Friends, friendlessness, and the social consequences of gaining a theory of mind
Fink, Begeer, Peterson, Slaughter, and de Rosnay (2014) conducted a prospective longitudinal study showing that theory-of-mind (ToM) development at school entry (mean age 5.61 years) significantly predicted friendlessness both concurrently and 2 years later. Friendlessness (defined as lacking any friendship that is mutually reciprocated) is conceptually and empirically distinct from group popularity and independently predicts adverse mental health outcomes throughout life. Here, we respond to the thoughtful commentaries by Wellman (Brit. J. Dev. Psychol, 2015; 33, 24-26), Mizokawa and Koyasu (Brit. J. Dev. Psychol, 2015; 33, 21-23), and Lerner and Lillard (Brit. J. Dev.
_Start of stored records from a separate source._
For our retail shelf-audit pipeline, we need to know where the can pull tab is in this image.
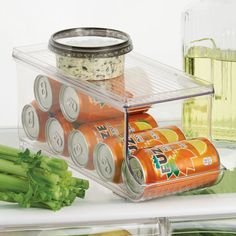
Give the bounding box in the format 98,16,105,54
66,98,78,112
73,144,82,156
53,132,63,147
39,81,48,99
27,111,34,128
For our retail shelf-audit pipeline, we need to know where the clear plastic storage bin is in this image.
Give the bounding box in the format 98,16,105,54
13,28,223,201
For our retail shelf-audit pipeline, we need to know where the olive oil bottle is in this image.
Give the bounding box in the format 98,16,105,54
183,46,236,142
183,0,236,148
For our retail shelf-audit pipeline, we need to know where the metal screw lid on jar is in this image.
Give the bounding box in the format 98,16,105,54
49,28,133,58
45,118,65,154
93,143,116,181
121,156,146,199
68,130,89,167
21,105,40,140
34,75,52,112
59,85,80,122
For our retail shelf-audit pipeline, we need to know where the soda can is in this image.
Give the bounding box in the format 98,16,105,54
34,75,61,112
68,113,157,169
93,126,185,183
59,85,123,123
45,113,73,156
122,138,222,200
21,101,49,142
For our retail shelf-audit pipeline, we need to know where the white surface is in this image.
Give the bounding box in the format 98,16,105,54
0,0,190,127
0,129,236,228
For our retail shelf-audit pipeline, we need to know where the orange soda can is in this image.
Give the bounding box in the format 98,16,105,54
45,112,73,156
59,85,123,123
68,113,157,169
122,138,221,200
93,126,185,183
34,75,61,113
21,101,49,142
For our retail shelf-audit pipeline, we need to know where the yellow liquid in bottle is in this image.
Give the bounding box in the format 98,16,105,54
183,46,236,142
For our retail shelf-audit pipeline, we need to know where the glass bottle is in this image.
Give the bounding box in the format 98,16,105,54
183,0,236,147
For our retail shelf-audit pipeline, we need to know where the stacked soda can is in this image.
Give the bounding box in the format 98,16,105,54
21,75,220,199
21,75,153,157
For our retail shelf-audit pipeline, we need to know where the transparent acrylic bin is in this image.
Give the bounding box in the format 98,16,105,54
13,44,221,201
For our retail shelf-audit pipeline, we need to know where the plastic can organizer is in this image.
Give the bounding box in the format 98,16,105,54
13,28,224,202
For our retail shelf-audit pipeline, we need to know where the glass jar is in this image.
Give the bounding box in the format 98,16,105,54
183,0,236,147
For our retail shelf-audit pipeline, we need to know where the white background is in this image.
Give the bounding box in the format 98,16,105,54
0,0,192,127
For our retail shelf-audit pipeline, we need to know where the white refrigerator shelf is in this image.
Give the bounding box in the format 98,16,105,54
0,128,236,228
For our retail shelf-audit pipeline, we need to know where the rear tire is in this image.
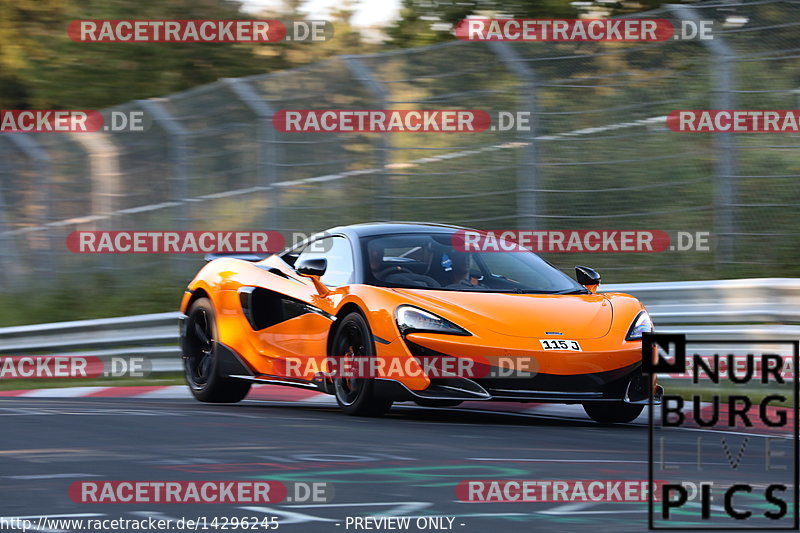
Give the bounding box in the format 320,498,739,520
183,298,251,403
583,402,644,424
331,312,392,416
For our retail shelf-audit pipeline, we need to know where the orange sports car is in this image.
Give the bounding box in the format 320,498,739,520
180,223,662,423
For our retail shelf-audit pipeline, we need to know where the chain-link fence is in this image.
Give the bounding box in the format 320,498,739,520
0,0,800,288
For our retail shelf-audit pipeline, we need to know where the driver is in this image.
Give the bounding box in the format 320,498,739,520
447,251,482,289
368,241,440,288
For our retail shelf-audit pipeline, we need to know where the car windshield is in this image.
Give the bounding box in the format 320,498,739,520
361,233,587,294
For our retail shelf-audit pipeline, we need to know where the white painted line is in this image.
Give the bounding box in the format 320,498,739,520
4,474,102,479
131,385,194,399
21,387,111,398
299,393,337,405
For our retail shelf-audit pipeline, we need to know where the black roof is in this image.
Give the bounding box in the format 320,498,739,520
326,222,469,237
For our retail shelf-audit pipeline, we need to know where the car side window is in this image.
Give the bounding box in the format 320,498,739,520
294,237,355,287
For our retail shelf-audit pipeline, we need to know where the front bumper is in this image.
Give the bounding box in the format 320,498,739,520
375,363,664,405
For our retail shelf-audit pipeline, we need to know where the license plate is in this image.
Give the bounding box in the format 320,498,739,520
539,339,582,352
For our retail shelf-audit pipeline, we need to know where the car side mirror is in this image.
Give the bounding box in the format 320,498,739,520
575,266,600,293
295,257,328,277
294,257,330,296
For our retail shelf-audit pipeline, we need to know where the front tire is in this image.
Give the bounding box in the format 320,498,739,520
183,298,250,403
331,312,392,416
583,402,644,424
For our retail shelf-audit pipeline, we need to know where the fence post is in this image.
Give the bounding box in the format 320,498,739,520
342,55,392,222
0,133,56,272
222,78,281,230
667,4,736,265
136,99,192,275
488,41,541,229
136,99,191,231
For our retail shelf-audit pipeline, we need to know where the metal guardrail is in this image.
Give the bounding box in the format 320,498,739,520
0,278,800,372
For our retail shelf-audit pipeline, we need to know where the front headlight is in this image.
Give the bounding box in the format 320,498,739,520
625,311,653,341
395,305,472,335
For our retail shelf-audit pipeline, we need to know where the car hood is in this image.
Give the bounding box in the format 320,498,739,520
394,289,614,340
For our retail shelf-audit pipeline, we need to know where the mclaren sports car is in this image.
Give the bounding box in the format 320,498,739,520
180,223,662,423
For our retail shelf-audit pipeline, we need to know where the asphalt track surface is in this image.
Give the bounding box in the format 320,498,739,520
0,392,792,533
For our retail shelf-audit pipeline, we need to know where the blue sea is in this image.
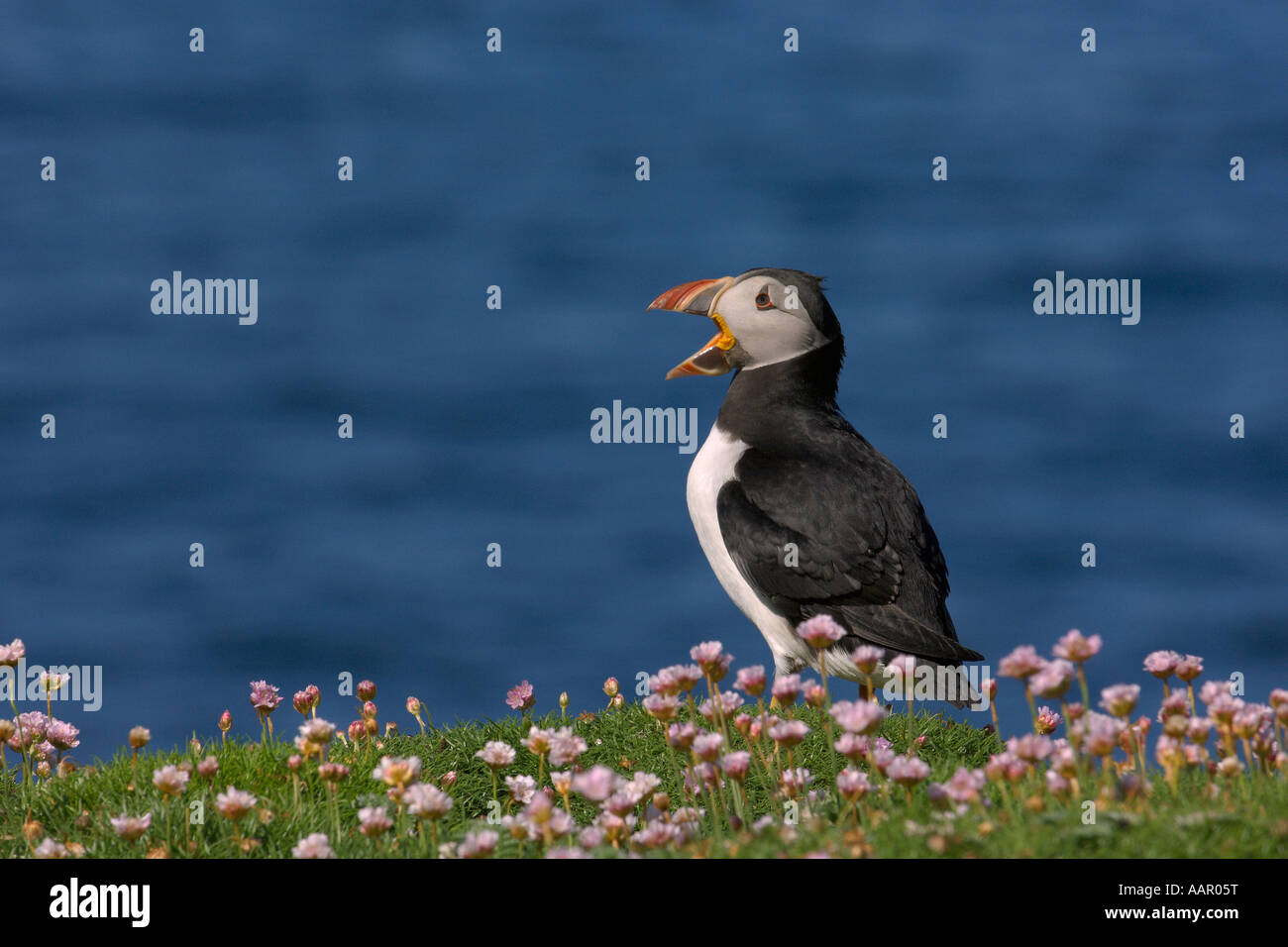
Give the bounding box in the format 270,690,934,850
0,0,1288,762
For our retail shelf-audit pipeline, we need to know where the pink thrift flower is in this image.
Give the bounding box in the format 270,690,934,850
690,642,733,681
886,756,930,788
550,770,574,796
371,743,422,789
474,740,514,770
291,832,335,858
836,767,872,802
649,665,702,695
250,681,282,714
46,720,80,750
997,644,1046,681
1145,651,1184,681
505,776,537,805
1037,707,1060,736
112,811,152,841
505,681,537,710
734,665,767,697
0,638,27,668
523,727,555,756
1176,655,1203,684
720,750,751,783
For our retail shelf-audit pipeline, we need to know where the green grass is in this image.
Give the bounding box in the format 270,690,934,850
0,704,1288,858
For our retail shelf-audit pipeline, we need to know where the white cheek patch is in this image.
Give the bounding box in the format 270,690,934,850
725,309,825,368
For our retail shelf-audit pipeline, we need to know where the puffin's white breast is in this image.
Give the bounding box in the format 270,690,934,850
686,425,811,674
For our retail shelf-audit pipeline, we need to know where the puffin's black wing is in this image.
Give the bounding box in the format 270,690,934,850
717,419,982,663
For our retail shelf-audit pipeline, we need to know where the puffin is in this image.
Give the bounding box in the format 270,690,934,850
648,268,983,690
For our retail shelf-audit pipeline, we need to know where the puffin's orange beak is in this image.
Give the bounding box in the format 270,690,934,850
648,275,738,381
Psychol, 2015; 33, 18-20) with a focus on three key issues, namely (a) the definition and measurement of friendship, (b) the measurement of advanced ToM development beyond the preschool years, and (c) the exciting future potential for ToM-based training and intervention studies to combat chronic friendlessness.
Fink, E., Begeer, S., Peterson, C. C., Slaughter, V. & de Rosnay, M. (2015). Friends, friendlessness, and the social consequences of gaining a theory of mind. British Journal of Developmental Psychology, 33 (1), 27-30.